MP 927

O presidente Jair Bolsonaro continua na contramão da história, do bom senso, da ética e de qualquer qualidade minimamente civilizada.

No momento em que o país atravessa uma pandemia, o COVID-19, edita uma medida provisória (MP 937), publicada em edição extra do Diário Oficial da União na noite de domingo (22), que permite que contratos de trabalho e salários sejam suspensos por até quatro meses durante o período de calamidade pública.

Na prática o governo referenda a volta do regime escravo onde o senhor tudo pode e ao escravo resta resignar-se. Retira o sindicato de todo o tipo de negociação, autorizando as empresas a fazerem muitas coisas que prejudicam a classe trabalhadora, não garante nenhum tipo de estabilidade, altera substancialmente a jornada de trabalho. E o pior, caso o trabalhador da saúde pegue o CORONAVÍRUS e não consiga provar o nexo causal e se ele morrer sua pensão será de 60% do seu salário.

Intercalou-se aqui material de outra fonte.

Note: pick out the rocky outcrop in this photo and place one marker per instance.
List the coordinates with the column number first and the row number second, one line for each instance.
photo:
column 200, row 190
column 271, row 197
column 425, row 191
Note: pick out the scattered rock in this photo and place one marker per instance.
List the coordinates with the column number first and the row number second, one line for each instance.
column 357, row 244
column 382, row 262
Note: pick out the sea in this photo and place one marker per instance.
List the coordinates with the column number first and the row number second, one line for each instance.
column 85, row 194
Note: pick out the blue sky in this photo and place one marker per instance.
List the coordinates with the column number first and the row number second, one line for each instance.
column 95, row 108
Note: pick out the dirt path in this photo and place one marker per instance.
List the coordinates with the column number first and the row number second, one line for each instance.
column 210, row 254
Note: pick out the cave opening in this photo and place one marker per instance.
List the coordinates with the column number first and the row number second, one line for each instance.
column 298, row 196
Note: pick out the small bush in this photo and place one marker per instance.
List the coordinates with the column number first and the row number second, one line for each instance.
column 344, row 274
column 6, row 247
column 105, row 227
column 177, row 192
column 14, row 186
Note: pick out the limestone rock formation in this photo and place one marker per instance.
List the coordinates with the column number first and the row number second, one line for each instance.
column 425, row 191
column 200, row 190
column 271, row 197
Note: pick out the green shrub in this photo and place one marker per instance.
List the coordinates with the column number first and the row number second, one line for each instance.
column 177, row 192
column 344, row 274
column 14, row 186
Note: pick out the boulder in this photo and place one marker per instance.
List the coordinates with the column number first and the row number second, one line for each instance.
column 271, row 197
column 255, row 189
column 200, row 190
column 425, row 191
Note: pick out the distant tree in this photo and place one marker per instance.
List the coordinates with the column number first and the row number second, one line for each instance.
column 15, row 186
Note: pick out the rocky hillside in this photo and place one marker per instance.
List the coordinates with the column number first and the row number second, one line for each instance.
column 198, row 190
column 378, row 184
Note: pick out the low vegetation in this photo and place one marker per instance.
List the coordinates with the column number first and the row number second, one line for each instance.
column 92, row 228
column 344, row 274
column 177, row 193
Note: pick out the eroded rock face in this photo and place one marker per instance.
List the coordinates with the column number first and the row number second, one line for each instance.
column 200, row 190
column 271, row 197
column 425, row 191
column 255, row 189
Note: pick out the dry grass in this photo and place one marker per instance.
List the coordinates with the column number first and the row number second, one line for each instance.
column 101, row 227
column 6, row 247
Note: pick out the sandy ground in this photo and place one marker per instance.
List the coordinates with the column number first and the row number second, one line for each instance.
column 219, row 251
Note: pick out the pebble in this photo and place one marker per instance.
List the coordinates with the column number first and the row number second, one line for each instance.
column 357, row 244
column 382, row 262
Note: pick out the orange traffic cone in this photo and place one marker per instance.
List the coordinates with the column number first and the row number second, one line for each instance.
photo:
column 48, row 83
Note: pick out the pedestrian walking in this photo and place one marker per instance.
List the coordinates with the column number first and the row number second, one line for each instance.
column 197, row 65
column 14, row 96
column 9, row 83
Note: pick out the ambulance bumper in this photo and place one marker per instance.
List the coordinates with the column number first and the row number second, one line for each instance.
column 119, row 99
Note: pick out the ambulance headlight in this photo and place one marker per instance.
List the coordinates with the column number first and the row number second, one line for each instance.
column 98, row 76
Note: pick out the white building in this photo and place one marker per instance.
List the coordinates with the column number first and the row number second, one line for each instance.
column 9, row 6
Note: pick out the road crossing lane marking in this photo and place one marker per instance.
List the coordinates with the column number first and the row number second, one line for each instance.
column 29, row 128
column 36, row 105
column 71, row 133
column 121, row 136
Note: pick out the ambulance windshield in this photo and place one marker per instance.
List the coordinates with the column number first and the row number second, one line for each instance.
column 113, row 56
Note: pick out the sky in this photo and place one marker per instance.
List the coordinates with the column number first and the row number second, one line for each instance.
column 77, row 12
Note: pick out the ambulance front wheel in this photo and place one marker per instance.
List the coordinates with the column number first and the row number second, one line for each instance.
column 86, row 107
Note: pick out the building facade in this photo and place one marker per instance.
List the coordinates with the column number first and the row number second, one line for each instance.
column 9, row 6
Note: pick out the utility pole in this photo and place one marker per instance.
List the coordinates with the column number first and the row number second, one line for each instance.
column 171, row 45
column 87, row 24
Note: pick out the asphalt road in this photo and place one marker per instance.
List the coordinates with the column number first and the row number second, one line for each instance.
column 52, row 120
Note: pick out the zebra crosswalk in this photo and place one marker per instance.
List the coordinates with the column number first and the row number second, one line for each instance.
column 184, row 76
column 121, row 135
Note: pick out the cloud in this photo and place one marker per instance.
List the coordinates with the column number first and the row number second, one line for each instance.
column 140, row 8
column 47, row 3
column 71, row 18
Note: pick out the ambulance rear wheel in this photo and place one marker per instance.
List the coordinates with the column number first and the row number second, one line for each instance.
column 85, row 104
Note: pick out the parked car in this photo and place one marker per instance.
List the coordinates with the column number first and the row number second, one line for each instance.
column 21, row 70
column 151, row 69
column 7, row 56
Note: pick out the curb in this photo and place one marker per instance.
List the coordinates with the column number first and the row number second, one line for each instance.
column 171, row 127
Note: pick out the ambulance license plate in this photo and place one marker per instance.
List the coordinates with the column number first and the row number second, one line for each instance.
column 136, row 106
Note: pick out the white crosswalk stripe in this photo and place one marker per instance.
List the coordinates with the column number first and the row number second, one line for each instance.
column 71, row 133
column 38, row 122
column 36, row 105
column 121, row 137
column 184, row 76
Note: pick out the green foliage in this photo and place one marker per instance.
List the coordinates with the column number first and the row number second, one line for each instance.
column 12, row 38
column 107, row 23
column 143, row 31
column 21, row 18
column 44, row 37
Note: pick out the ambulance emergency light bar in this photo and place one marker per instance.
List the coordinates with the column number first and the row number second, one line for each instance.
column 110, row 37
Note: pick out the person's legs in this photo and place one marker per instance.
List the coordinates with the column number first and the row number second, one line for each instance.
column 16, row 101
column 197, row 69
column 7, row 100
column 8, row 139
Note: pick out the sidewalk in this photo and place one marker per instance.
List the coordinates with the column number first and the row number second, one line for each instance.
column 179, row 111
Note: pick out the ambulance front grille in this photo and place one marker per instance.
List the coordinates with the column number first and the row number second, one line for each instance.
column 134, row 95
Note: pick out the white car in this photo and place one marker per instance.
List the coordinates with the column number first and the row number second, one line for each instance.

O momento é de união de esforços, solidariedade, alteridade e o que observamos diariamente por parte do presidente é a total falta de capacidade para gerenciar crises, inclusive afrontando governadores que, ao contrário dele, estão fazendo o possível, cada um com as condições que tem, para conter a escalada do vírus e garantir a vida, bem mais precioso. Lamentamos que o Chefe do Executivo do nosso país não coloque a vida acima de tudo, para usar parte de um bordão exaustivamente repetido por ele, para este governo o que importa é a economia, a lucratividade dos bancos e rentistas, o subsidio a grandes empresários, a maioria devedores de fortunas aos cofres públicos e para o trabalhador, para o pobre, mais uma vez, a fatura a ser paga, ainda que com seu sangue, com a fome. Sim, pois quem consegue subsistir por quatro meses sem salários no país? Mais de 70% dos trabalhadores mal conseguem manter-se por um mês com o que recebem de salários, imagina sem nada por quatro meses.

Sabemos que os ricos sairão desta crise, ainda mais ricos, pois é assim que governos ineptos e porque não, corruptos, agem, sempre em favor dos que os financiam as campanhas, sempre em benefício do capital e dos grandes empresários, justamente dos que menos necessitam.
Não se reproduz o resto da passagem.